BON IVER
FOR EMMA, FOREVER AGO (JAGJAGUWAR)
Bon Iver's debut full-length For Emma, Forever Ago has been making major waves in critics circles based on the strength of an early artist-pressed advance cd and a couple awe-inspiring sets at CMJ in October 2007.
The New York Times called it "irresistible" and Pitchfork stamped its early review of the album with a Recommended tag.
For those of you hiding away in a cabin of your own, it's time that you hear the story, and more importantly, the music.
Bon Iver (pronounced: bohn eevair; French for "good winter" and spelled wrong on purpose) is a greeting, a celebration and a sentiment.
It is a new statement of an artist moving on and establishing the groundwork for a lasting career.
For Emma, Forever Ago is the debut of this lineage of songs. As a whole, the record is entirely cohesive throughout and remains centered around a particular aesthetic, prompted by the time and place for which it was recorded.
Justin Vernon, the primary force behind Bon Iver, seems to have tested his boundaries to the maximum, and in doing so has managed to break free from any pre-cursing or finished forms.
It wasn't planned. The goal was to hibernate. Vernon moved to a remote cabin in the woods of Northwestern Wisconsin at the onset of winter.

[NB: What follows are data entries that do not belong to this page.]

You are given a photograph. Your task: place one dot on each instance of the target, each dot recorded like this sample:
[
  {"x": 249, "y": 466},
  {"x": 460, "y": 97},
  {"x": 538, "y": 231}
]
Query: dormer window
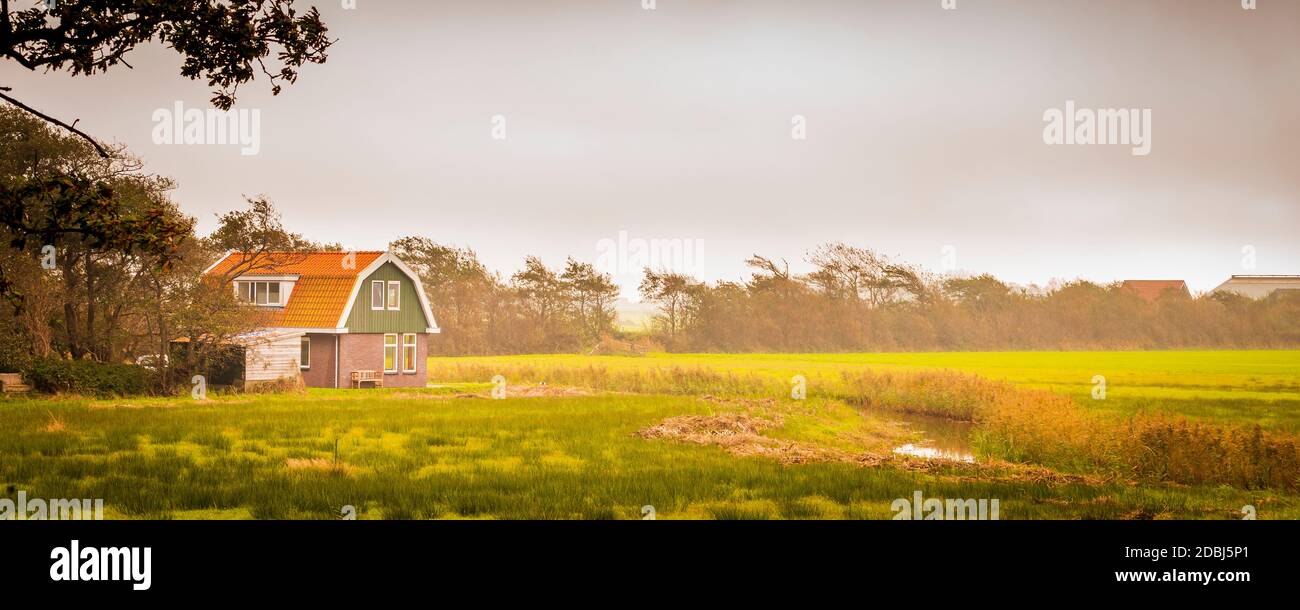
[
  {"x": 394, "y": 295},
  {"x": 260, "y": 293}
]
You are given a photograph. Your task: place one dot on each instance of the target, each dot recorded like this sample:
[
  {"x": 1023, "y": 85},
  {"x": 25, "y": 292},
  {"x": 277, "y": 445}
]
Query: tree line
[{"x": 100, "y": 264}]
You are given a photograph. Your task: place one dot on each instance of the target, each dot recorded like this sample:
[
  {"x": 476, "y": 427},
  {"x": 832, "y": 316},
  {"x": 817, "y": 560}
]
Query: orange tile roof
[
  {"x": 294, "y": 263},
  {"x": 321, "y": 291},
  {"x": 1152, "y": 289}
]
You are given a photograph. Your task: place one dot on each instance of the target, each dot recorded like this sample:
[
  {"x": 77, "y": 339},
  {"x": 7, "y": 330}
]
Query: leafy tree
[
  {"x": 590, "y": 295},
  {"x": 675, "y": 293},
  {"x": 224, "y": 42}
]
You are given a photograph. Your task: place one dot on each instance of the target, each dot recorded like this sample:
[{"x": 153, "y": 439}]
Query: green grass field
[
  {"x": 553, "y": 453},
  {"x": 1244, "y": 386}
]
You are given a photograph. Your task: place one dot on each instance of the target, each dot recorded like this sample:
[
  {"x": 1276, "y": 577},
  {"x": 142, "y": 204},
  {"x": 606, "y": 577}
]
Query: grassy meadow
[{"x": 693, "y": 436}]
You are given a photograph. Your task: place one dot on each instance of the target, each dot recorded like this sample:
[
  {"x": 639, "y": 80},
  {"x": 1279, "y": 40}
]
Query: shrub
[{"x": 53, "y": 376}]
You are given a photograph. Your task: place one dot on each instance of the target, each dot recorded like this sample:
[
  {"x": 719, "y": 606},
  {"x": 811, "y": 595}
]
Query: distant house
[
  {"x": 334, "y": 319},
  {"x": 1259, "y": 286},
  {"x": 1155, "y": 289}
]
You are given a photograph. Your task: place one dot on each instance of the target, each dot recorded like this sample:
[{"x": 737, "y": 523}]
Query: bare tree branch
[{"x": 55, "y": 121}]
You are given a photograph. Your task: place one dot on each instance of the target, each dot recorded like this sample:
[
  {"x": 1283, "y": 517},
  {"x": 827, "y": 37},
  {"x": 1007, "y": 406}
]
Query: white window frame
[
  {"x": 397, "y": 353},
  {"x": 397, "y": 297},
  {"x": 252, "y": 288},
  {"x": 412, "y": 366}
]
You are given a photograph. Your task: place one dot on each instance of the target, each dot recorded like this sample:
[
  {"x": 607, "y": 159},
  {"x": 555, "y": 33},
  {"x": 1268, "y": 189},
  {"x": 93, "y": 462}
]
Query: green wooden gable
[{"x": 408, "y": 319}]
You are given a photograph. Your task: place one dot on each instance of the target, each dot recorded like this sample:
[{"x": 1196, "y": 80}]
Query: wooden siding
[
  {"x": 273, "y": 359},
  {"x": 410, "y": 319}
]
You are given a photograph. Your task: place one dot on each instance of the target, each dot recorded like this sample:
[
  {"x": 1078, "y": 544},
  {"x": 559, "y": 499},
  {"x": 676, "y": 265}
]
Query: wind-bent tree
[{"x": 224, "y": 42}]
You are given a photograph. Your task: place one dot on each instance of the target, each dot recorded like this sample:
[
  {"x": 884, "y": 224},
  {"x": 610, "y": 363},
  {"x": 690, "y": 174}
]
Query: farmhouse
[
  {"x": 1259, "y": 286},
  {"x": 1151, "y": 290},
  {"x": 332, "y": 319}
]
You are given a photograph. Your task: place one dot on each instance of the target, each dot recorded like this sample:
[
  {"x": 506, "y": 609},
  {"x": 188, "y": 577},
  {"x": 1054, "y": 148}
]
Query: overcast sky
[{"x": 923, "y": 130}]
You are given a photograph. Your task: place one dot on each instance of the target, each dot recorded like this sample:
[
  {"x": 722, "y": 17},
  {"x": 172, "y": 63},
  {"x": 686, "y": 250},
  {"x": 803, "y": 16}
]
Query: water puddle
[{"x": 944, "y": 438}]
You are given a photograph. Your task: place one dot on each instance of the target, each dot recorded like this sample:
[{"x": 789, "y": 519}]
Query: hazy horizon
[{"x": 923, "y": 132}]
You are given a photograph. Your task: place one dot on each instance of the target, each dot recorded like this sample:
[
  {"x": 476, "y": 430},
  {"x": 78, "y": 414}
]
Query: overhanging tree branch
[{"x": 55, "y": 121}]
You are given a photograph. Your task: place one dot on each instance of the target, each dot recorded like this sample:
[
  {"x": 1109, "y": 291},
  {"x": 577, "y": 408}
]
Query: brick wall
[
  {"x": 364, "y": 351},
  {"x": 321, "y": 373}
]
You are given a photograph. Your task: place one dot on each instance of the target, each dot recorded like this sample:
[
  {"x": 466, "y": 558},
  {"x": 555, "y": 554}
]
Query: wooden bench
[
  {"x": 12, "y": 383},
  {"x": 367, "y": 377}
]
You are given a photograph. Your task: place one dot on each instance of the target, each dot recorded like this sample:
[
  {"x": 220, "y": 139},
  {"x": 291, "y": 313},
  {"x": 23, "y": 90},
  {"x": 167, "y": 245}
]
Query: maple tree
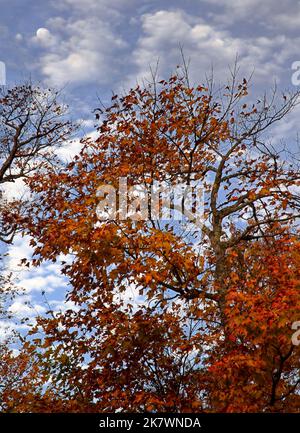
[
  {"x": 212, "y": 331},
  {"x": 33, "y": 124}
]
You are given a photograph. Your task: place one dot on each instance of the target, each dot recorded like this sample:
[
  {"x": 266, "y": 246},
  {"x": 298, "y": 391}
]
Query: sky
[{"x": 92, "y": 48}]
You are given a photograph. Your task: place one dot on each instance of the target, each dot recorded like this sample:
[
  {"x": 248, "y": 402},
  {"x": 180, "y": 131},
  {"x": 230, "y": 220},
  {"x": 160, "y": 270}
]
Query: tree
[
  {"x": 213, "y": 332},
  {"x": 32, "y": 126}
]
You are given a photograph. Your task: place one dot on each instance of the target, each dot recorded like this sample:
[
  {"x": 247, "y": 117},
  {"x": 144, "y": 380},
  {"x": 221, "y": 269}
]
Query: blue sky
[{"x": 93, "y": 47}]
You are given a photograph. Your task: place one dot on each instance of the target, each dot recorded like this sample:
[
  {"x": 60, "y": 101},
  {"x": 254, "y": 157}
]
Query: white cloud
[
  {"x": 44, "y": 38},
  {"x": 85, "y": 50}
]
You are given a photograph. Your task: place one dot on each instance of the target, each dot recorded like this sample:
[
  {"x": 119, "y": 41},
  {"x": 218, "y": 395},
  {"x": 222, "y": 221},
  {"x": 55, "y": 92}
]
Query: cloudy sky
[{"x": 93, "y": 47}]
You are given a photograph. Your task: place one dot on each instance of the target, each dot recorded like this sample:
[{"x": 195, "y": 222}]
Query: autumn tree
[
  {"x": 33, "y": 124},
  {"x": 212, "y": 330}
]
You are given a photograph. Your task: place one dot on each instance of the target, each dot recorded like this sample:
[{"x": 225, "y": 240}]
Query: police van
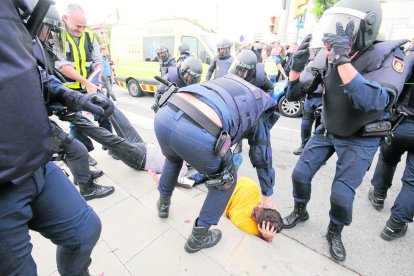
[{"x": 133, "y": 50}]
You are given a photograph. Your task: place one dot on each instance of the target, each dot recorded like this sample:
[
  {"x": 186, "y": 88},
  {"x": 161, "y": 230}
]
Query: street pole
[{"x": 285, "y": 20}]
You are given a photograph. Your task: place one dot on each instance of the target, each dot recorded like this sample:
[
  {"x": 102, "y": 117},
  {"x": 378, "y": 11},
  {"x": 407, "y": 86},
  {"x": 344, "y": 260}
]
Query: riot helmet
[
  {"x": 244, "y": 65},
  {"x": 162, "y": 52},
  {"x": 184, "y": 48},
  {"x": 223, "y": 47},
  {"x": 366, "y": 15},
  {"x": 190, "y": 70}
]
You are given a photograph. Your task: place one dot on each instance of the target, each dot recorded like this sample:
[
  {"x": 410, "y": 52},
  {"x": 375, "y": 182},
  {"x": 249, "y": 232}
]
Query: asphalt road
[{"x": 367, "y": 253}]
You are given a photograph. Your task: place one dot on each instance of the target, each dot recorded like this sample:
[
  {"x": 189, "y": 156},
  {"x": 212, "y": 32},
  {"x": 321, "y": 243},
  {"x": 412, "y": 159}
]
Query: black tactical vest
[{"x": 376, "y": 64}]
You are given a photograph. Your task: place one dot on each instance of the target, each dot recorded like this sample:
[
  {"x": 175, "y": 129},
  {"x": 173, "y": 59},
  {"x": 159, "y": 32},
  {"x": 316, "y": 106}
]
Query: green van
[{"x": 134, "y": 56}]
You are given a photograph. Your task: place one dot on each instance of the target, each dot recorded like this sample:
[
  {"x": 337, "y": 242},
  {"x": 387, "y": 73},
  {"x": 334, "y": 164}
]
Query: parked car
[{"x": 286, "y": 108}]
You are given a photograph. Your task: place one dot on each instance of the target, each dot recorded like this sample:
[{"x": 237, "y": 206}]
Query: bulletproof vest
[
  {"x": 381, "y": 64},
  {"x": 259, "y": 79},
  {"x": 406, "y": 100},
  {"x": 164, "y": 65},
  {"x": 223, "y": 66},
  {"x": 245, "y": 101},
  {"x": 25, "y": 140}
]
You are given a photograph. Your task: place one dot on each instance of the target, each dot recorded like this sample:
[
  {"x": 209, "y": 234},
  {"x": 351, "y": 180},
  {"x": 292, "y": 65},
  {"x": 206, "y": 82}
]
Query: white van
[{"x": 134, "y": 56}]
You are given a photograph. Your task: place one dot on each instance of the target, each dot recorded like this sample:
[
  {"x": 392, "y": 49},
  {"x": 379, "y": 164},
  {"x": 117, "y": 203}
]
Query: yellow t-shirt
[{"x": 239, "y": 209}]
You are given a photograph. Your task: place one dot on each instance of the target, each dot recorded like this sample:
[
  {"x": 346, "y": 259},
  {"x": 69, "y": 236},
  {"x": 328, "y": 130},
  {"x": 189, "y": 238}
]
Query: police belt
[{"x": 195, "y": 115}]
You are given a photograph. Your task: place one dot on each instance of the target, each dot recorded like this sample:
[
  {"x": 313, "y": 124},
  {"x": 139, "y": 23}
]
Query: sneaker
[
  {"x": 94, "y": 175},
  {"x": 114, "y": 156},
  {"x": 96, "y": 191},
  {"x": 92, "y": 162},
  {"x": 185, "y": 182},
  {"x": 299, "y": 150}
]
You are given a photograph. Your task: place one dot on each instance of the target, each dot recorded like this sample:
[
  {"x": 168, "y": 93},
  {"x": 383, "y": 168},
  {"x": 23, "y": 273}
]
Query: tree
[{"x": 319, "y": 6}]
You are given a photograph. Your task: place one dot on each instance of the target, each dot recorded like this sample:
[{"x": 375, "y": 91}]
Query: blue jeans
[
  {"x": 390, "y": 156},
  {"x": 181, "y": 139},
  {"x": 49, "y": 204},
  {"x": 355, "y": 155}
]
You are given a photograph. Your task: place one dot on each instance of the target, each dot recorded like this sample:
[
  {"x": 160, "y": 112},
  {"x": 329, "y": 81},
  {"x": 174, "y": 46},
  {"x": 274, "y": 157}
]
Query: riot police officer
[
  {"x": 402, "y": 212},
  {"x": 187, "y": 73},
  {"x": 184, "y": 50},
  {"x": 198, "y": 124},
  {"x": 245, "y": 66},
  {"x": 222, "y": 61},
  {"x": 360, "y": 83},
  {"x": 165, "y": 59},
  {"x": 35, "y": 194}
]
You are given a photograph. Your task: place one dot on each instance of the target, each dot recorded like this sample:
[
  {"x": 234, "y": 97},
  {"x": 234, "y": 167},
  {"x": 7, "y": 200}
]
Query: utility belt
[
  {"x": 313, "y": 95},
  {"x": 225, "y": 179}
]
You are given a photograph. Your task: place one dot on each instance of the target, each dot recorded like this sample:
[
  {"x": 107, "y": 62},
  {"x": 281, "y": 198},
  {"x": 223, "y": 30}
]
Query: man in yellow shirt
[{"x": 244, "y": 209}]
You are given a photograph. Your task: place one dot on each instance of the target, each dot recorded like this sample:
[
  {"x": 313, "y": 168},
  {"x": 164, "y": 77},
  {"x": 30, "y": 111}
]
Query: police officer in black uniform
[
  {"x": 165, "y": 59},
  {"x": 222, "y": 61},
  {"x": 360, "y": 83},
  {"x": 67, "y": 148},
  {"x": 189, "y": 72},
  {"x": 198, "y": 124},
  {"x": 184, "y": 50},
  {"x": 402, "y": 212},
  {"x": 245, "y": 66},
  {"x": 35, "y": 194}
]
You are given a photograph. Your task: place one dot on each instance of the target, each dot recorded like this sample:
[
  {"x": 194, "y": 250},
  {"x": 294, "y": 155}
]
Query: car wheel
[
  {"x": 290, "y": 109},
  {"x": 134, "y": 89}
]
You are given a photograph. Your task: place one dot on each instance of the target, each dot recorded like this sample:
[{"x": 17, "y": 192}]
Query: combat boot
[
  {"x": 201, "y": 237},
  {"x": 92, "y": 190},
  {"x": 298, "y": 214},
  {"x": 163, "y": 206},
  {"x": 336, "y": 248},
  {"x": 393, "y": 229},
  {"x": 377, "y": 197}
]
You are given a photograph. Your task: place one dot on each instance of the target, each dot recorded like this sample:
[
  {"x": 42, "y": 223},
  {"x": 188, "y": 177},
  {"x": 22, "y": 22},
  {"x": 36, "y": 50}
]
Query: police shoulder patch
[{"x": 398, "y": 65}]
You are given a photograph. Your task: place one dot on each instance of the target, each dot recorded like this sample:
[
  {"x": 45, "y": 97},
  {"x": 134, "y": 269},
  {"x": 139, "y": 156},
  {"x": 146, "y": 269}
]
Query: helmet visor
[
  {"x": 240, "y": 69},
  {"x": 327, "y": 24}
]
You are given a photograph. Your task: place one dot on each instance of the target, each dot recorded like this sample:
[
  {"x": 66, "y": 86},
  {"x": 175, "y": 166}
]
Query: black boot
[
  {"x": 92, "y": 190},
  {"x": 299, "y": 214},
  {"x": 394, "y": 229},
  {"x": 299, "y": 150},
  {"x": 202, "y": 237},
  {"x": 377, "y": 197},
  {"x": 336, "y": 248},
  {"x": 163, "y": 206}
]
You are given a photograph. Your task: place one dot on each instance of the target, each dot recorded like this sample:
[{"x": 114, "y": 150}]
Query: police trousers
[
  {"x": 47, "y": 203},
  {"x": 355, "y": 155},
  {"x": 181, "y": 139},
  {"x": 390, "y": 156},
  {"x": 128, "y": 146}
]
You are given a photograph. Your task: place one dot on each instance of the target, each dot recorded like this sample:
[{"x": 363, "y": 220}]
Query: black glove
[
  {"x": 95, "y": 103},
  {"x": 340, "y": 43},
  {"x": 301, "y": 56}
]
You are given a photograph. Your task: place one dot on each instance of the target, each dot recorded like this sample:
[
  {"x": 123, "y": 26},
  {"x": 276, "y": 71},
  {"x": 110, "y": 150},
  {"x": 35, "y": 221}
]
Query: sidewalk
[{"x": 134, "y": 241}]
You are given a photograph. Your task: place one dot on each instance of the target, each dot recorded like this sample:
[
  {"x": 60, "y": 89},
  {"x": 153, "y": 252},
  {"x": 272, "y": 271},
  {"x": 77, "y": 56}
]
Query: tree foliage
[{"x": 319, "y": 6}]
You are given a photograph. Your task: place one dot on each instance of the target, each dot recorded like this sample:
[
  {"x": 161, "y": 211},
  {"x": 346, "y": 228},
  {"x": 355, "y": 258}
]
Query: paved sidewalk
[{"x": 134, "y": 241}]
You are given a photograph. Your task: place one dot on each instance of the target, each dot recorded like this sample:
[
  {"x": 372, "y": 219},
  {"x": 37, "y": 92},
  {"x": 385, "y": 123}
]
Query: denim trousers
[
  {"x": 390, "y": 156},
  {"x": 47, "y": 203},
  {"x": 182, "y": 139},
  {"x": 355, "y": 155}
]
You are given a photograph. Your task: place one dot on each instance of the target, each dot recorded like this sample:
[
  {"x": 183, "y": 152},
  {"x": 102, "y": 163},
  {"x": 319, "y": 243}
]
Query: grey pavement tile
[
  {"x": 166, "y": 256},
  {"x": 128, "y": 228},
  {"x": 105, "y": 262}
]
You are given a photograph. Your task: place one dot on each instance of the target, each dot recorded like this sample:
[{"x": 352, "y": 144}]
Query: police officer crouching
[
  {"x": 198, "y": 124},
  {"x": 360, "y": 84}
]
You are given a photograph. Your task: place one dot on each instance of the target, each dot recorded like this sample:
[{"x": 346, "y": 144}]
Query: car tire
[
  {"x": 134, "y": 89},
  {"x": 290, "y": 109}
]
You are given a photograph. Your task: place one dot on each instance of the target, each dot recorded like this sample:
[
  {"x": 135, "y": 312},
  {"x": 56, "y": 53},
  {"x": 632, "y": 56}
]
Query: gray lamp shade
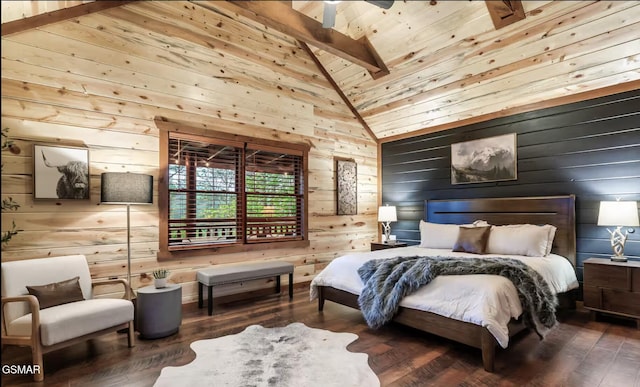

He lived there alone for three months, filling his days with wood splitting and other chores around the land.
This solitary time slowly began feeding a bold, uninhibited new musical focus. The days slowly evolved into nights filled with twelve-hour recording blocks, breaking only for trips on the tractor into the pines to saw and haul firewood, or for frozen sunrises high up a deer stand.
All of his personal trouble, lack of perspective, heartache, longing, love, loss and guilt that had been stock piled over the course of the past six years, was suddenly purged into the form of song.